A brain that suffers from depression is often lazy when it comes to self-maintenance. If I don’t plan to cook or plan my meals, I end up going for the easy option. Nowadays its too easy to have a cheeseburger delivered and that is a dangerous thing! Both for your mind and for your belly. Plan meals, write them down, cook when you can and use the cooking time to forget about the world…while you burn a pot. If you put cheap fuel in a car it wont run well. The same rules apply to you, in that if you put in bad food full of sugar, then you wont run well.
I didn’t have an extended period of depression for about 2 years. It was bloody marvellous! That’s been the longest since I remember ever having it. Then, when lockdown happened and I was frantically trying to keep a business going while stuck in doors, I forgot about me. I forgot to do the things I’m talking about. I worked early, finished late, ate bad food, drank too much, stopped exercising and didn’t give myself a chance. Eventually my brain gave up and I slipped into a depression.
I have learned that I need to keep my self-maintenance up and I need to regularly check in. I cant forget about me again or I’ll be back in that hole.
To get me back on track and to stay there, I booked regular chats with a therapist.

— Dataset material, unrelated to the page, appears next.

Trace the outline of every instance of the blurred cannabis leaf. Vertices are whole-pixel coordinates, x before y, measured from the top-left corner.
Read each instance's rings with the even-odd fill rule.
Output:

Its all online so it’s convenient. Sometimes I’ll need it and sometimes I wont, but either way it’ll remind me to be aware of my mental fragility and to do the things that help me be at my best.
All of the above is what works for me before I have an episode. The real hard part is what to do during one.
Its fucking hard. I wont hold back on that. It can be different each time too. Sometimes I can ride it out by just taking time to relax and sometimes it takes a huge effort to pull myself out.
I think the best piece of advice I can give anyone is to throw absolutely everything at it. I’d recommend trying some or all of the following:
This can feel impossible, but if you can make that happen, its an instant positive buzz that you’ll need.
Same as before I know, but depression is a lonely place so talking it over can help, especially while you are experiencing it.
If you haven’t done it before try an app like Headspace or Calm. They teach you the basics.
It’s YOU vs. YOU and it’s all in your head. If it was in a boxing ring, you’d learn how to punch. It’s in your thoughts so learn how to fight that fight. For me, that is what meditation is.
Alcohol, drugs and junk food will just slow down your progress. That stuff can be the obvious go-to as it has an immediate uplift on your mental state. It also has a severe downturn, that isn’t ever too far behind. You need your mind to be as clear as possible to win this fight.
Try, try, try to not cloud it with toxins. I have failed at that far too many times than I want to admit and all its did was slow my progress and make things worse.
Its ok to feel like this and it’ll pass. It always does and always will. Many times before I’ve felt it and panicked. ‘Oh no, here we go again’. No no, this can and will be dealt with.
You’ll get there because you are a fucking warrior and YOU can definitely beat YOU in a match of the minds. Stay calm, play smart and give yourself a chance.
It was either Bruce Lee or Yoda who said ‘”where there is light, darkness cannot exist”. Whatever martial arts expert with great chat it was, he was right.
If you can, feed yourself confidence. Feed yourself positive reinforcement. You CAN do this. Even if you don’t believe it, tell yourself it over and over and over. Eventually the negative self will give up and the positive you will win.
All of this stuff works for me when I do it. It’s the doing it that takes the effort. Some days I hate myself but I don’t count those days. The ones that do count are the ones when I focus on myself and then I win.
You may get something from this and if so, great. If not, keep searching for the answers. There are some smart cookies out there who will have the answers you need.